Beyond the earthly realm, we hear about many ways to a sort of everlasting existence. The quest for eternity appears in many of the world’s religions. A Buddhist seeks nirvana–a sort of eternal bliss state and reuniting with the universe from what I understand. Hinduism teaches reincarnation–a continuing on of the same spirit of a person ad infinitim. Judaism professes an eternal existence that takes different forms depending on which interpretation one follows. And Islam and Christianity both preach heaven–although the path to heaven differs for each.
I would argue that there is a certain impossibility built in to all of these faith traditons. Even those that don’t put their faith in some way in a perfect and holy God teach that the path to eternal existence is based on discipline, good works, perfection of some kind. Hinduism teaches that there are consequences for the life we live: A bad life leads to a less favorable next life–karma directs destiny. And Buddhism teaches that people need to rise above the world in some way, usually portrayed through some kind of self-discipline. And Buddhists I have had the opportunity to speak to acknowledge that the likelihood of ever reaching nirvana is very low.

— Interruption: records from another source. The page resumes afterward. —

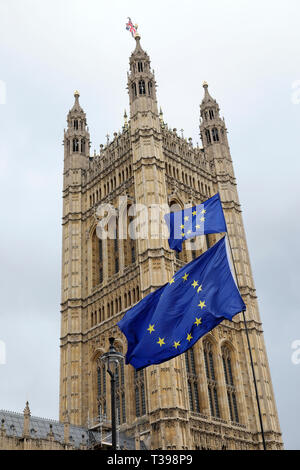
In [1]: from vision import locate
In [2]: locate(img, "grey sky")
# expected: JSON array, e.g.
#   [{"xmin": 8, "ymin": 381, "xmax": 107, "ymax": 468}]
[{"xmin": 0, "ymin": 0, "xmax": 300, "ymax": 449}]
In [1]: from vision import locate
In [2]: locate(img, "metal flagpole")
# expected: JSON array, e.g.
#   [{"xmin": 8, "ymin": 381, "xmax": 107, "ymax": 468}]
[{"xmin": 227, "ymin": 235, "xmax": 267, "ymax": 450}]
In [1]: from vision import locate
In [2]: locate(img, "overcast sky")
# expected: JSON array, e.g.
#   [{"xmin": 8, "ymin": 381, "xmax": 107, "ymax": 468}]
[{"xmin": 0, "ymin": 0, "xmax": 300, "ymax": 449}]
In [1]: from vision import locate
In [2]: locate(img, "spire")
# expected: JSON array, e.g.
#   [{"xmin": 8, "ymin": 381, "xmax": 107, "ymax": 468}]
[
  {"xmin": 71, "ymin": 90, "xmax": 84, "ymax": 113},
  {"xmin": 64, "ymin": 90, "xmax": 90, "ymax": 162},
  {"xmin": 128, "ymin": 33, "xmax": 158, "ymax": 119},
  {"xmin": 23, "ymin": 401, "xmax": 31, "ymax": 437},
  {"xmin": 200, "ymin": 82, "xmax": 227, "ymax": 149}
]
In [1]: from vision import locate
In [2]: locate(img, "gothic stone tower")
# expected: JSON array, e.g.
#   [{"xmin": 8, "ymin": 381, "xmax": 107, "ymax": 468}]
[{"xmin": 60, "ymin": 35, "xmax": 282, "ymax": 449}]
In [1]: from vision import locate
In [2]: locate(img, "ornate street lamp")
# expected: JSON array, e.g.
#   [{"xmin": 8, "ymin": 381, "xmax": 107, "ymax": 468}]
[{"xmin": 100, "ymin": 337, "xmax": 124, "ymax": 450}]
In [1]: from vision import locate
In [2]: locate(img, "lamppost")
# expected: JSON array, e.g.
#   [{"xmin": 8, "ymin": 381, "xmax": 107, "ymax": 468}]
[{"xmin": 100, "ymin": 337, "xmax": 123, "ymax": 450}]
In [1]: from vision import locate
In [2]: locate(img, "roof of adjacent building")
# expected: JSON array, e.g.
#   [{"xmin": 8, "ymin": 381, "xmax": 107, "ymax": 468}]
[{"xmin": 0, "ymin": 410, "xmax": 146, "ymax": 450}]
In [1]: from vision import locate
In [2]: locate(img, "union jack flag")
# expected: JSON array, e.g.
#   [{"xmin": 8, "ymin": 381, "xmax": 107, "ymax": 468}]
[{"xmin": 126, "ymin": 17, "xmax": 138, "ymax": 38}]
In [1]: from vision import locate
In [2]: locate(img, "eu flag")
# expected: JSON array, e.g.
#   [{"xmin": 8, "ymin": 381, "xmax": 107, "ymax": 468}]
[
  {"xmin": 118, "ymin": 237, "xmax": 246, "ymax": 369},
  {"xmin": 165, "ymin": 193, "xmax": 227, "ymax": 251}
]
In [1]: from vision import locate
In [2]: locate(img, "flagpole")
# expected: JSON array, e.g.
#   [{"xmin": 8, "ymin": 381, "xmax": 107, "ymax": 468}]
[{"xmin": 227, "ymin": 235, "xmax": 267, "ymax": 450}]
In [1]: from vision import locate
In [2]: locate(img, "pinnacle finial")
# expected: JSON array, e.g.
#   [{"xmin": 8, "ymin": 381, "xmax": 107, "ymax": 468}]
[{"xmin": 24, "ymin": 401, "xmax": 30, "ymax": 416}]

Only a handful of people are considered to have done it. Judaism focuses on living a righteous life. And Islam requires both belief (in Islam) and a balance of more good deeds than bad deeds.*
The problem is, no one is perfect. We all yearn for eternity, but none could earn it. We all fall short. The Bible says, “For all have sinned and fall short of the glory of God” (Romans 3:23) Sinning, and falling short, means we put ourselves in opposition of a perfect God. And, “the wages of sin is death” (Romans 6:23). Great. So for even one sin we earn death. We are made for eternity, but we earn death the first time we fall short of God’s standard. And we don’t really have a way, in ourselves, to go back and undo even one bad deed. We earn death, and we can’t unearn it.
It sounds pretty dire.
But, God loves us. And God wants us to be with him in our eternity. The Bible says, the Lord “is patient with you, not wanting anyone to perish, but everyone to come to repentance” (2 Peter 3:9). Since we can’t live up to God’s standard, we can’t get to God. But God knew that, so he came to us. His Son took on flesh and lived a sinless life–something only God could do. He died a gruesome death on a cross and paid for all sins for all people. He paid the wage we have all earned. And he rose from the dead. This resurrection shows that God accepted the sacrifice made on our behalf and that Jesus defeated death once and for all.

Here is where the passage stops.